Everyone talks about trees when they talk about forest carbon. But the real story is underground.

A new study published in Science by researchers at Lund University and Stanford finds that old-growth forests in Sweden store 72% more carbon per acre than managed forests — even when you give managed forests credit for the carbon locked in harvested wood products like lumber and furniture. Without that generous credit? The gap widens to 83%.

And here’s the kicker: the difference is 2.7 to 8 times larger than official Swedish estimates suggested.

It’s the Soil, Not the Trees

The most important finding isn’t about trees at all. The bulk of the carbon storage difference is in the soil. As Stanford’s Rob Jackson put it: “There is far more carbon in soil than in trees in old-growth boreal forests.”

This makes intuitive sense if you think about it. Old-growth forest soils have had centuries to accumulate organic matter — layers of decomposing leaves, roots, fungi, and microbial biomass building up over hundreds of years. When you log a forest, you don’t just remove the trees. You disturb the soil through road-building, heavy equipment, and the furrow-cutting that prepares land for replanting. That soil disturbance releases carbon that took centuries to accumulate.

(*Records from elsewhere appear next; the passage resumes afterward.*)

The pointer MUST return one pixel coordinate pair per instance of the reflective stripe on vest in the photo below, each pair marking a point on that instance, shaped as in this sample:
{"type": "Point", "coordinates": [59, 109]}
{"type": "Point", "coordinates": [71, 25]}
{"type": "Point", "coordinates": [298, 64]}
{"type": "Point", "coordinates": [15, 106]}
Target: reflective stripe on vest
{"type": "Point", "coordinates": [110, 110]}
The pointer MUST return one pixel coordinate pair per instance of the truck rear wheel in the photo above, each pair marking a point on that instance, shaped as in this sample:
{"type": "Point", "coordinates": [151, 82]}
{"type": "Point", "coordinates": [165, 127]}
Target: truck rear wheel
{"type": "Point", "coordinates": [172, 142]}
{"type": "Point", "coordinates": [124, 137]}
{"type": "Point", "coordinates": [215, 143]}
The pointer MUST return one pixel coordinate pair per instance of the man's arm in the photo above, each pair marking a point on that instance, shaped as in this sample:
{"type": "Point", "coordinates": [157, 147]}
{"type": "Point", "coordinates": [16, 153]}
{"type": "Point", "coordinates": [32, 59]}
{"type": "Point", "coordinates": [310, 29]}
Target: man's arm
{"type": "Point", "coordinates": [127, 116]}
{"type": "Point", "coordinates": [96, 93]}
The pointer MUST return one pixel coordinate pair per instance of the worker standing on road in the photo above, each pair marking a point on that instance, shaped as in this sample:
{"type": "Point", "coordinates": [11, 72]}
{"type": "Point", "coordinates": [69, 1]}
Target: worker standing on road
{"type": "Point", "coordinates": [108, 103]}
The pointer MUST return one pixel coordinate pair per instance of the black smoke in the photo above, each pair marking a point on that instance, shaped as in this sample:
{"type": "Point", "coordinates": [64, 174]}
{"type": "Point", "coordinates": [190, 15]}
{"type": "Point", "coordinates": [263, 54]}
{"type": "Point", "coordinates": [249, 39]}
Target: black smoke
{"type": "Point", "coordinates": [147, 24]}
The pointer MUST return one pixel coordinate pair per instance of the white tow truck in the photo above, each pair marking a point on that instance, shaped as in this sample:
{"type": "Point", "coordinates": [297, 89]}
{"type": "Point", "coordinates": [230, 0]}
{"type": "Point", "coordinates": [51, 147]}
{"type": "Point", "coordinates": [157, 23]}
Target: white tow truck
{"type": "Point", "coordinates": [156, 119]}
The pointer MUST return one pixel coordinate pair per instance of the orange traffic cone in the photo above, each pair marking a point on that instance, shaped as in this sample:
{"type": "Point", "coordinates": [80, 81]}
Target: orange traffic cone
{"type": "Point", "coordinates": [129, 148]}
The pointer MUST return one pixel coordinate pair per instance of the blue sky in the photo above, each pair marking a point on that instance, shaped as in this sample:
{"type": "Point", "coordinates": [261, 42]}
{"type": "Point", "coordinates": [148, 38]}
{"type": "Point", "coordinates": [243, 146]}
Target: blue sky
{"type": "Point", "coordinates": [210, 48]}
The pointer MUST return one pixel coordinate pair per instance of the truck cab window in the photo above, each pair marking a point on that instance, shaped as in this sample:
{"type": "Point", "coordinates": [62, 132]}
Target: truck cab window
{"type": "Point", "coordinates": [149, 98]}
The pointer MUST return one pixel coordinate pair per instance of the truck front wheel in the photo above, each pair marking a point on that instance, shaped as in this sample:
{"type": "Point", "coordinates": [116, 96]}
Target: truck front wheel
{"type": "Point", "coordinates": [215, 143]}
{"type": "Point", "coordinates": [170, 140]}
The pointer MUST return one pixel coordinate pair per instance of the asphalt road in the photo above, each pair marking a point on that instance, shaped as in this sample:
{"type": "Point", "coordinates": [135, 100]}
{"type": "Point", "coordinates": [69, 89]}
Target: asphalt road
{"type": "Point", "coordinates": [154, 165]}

Jackson’s assessment is blunt: “Carbon storage capacity lost once furrow-cut and logged can’t easily be recovered.”

The BECCS Problem

This is where it gets uncomfortable for carbon removal. Several CDR pathways — particularly bioenergy with carbon capture and storage (BECCS) — assume that you can harvest biomass from managed forests, burn it for energy, capture the CO₂, and store it underground. The math works because models assume the forests regrow and reabsorb the carbon.

But if managed forests hold dramatically less carbon than the old-growth forests they replaced — especially in the soil — those models may be systematically overestimating the climate benefits of forest-based bioenergy. You can’t just count the carbon in the new trees. You have to count the carbon that isn’t in the soil anymore.

The researchers estimate that restoring Sweden’s managed forests to old-growth conditions could keep approximately 8 billion tonnes of CO₂ out of the atmosphere. For context, that’s roughly 15 years of Sweden’s total emissions.

What This Means for CDR

The implication isn’t “stop doing BECCS.” It’s more nuanced than that:

  1. Protect existing carbon sinks before building new ones. The cheapest tonne of CO₂ avoided is the one you don’t release.
  2. Soil carbon accounting in forestry-based CDR needs an overhaul. If official estimates are off by 3-8x, our models are working with bad inputs.
  3. Boreal forests are not interchangeable. Old-growth and managed forests are fundamentally different carbon systems, and treating them as equivalent in climate models produces misleading results.

The research team’s next step is studying what drives this extraordinary soil carbon storage — which could eventually help design management practices that preserve it. But right now, the data is clear: when it comes to carbon, the most valuable forests are the ones we haven’t touched.

Sometimes the best carbon removal technology is leaving things alone.